Ricostruzione della cucina d’alpeggio settecentesca

Ricostruzione della cucina d’alpeggio settecentesca

Al piano inferiore è ospitata la mostra etnografica. Accanto ai molti oggetti della tradizione agricolo-pastorale alpina di Quarna, sono stati ricostruiti alcuni ambienti di vita.

Il caset, il piccolo ambiente dove si conservavano al fresco il latte e o suoi derivati, mette in mostra l'angusto ambiente con i manufatti di uso comune per raccogliere il latte, il caglio, il formaggio e il burro.

Il cason corrisponde ad una cucina del Settecento, nella quale sono raccolti molti oggetti di uso quotidiano.

C'è poi l'ambiente del suér che corrisponde alla camera da letto dell'Ottocento, piccolo e basso per trattenere il più possibile il tepore umano. Anche qui numerosi oggetti ricordano il modo di vivere dei nostri vecchi.

Scorcio della bottega del falegname

Scorcio della bottega del falegname

Più avanti c'è la stanza del tilér. In ogni casa c'era il telaio con tutta l'attrezzatura, espressione del modo di vivere autarchico di montagna, ove ci si doveva fabbricare tutto quanto necessitava per la vita di ogni giorno. La canapa e la lana venivano lavorate, filate, tessute in casa e i panni e drappi venivano stampati in loco.

In un altro ambiente troviamo riprodotta la turnarìa e il bac da lignamér. Qui ci sono il tornio a pedale e quello azionato dal mulino ad acqua. La tornitura del legno ha avuto grande sviluppo a Quarna Sotto, dove tra l'altro venivano lavorati i legni per fabbricare gli strumenti a fiato, ma ancor più a Quarna Sopra.

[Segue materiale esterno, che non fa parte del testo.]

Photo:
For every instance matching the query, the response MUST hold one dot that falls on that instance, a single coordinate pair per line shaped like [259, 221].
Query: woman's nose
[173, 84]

Gruppo di bambine col costume tradizionale

Gruppo di bambine col costume tradizionale

In un angolo troviamo il deschetto del ciavatìn con tutti i ferri del mestiere. Questa documentazione ha un grande significato se si pensa che nel Sei e Settecento, circa 200 uomini, considerando solo quelli di Quarna Sotto, emigrarono praticando il mestiere di calzolaio. Tra i discendenti di un Giovanni Coppi emigrato e stabilitosi a Castellania nella prima metà del Settecento, troviamo il Campionissimo del ciclismo Fausto Coppi, di cui è esposto l'albero genealogico.

Sono esposti molti altri oggetti, attrezzi di lavoro e per la cura personale, come il costume femminile tipico.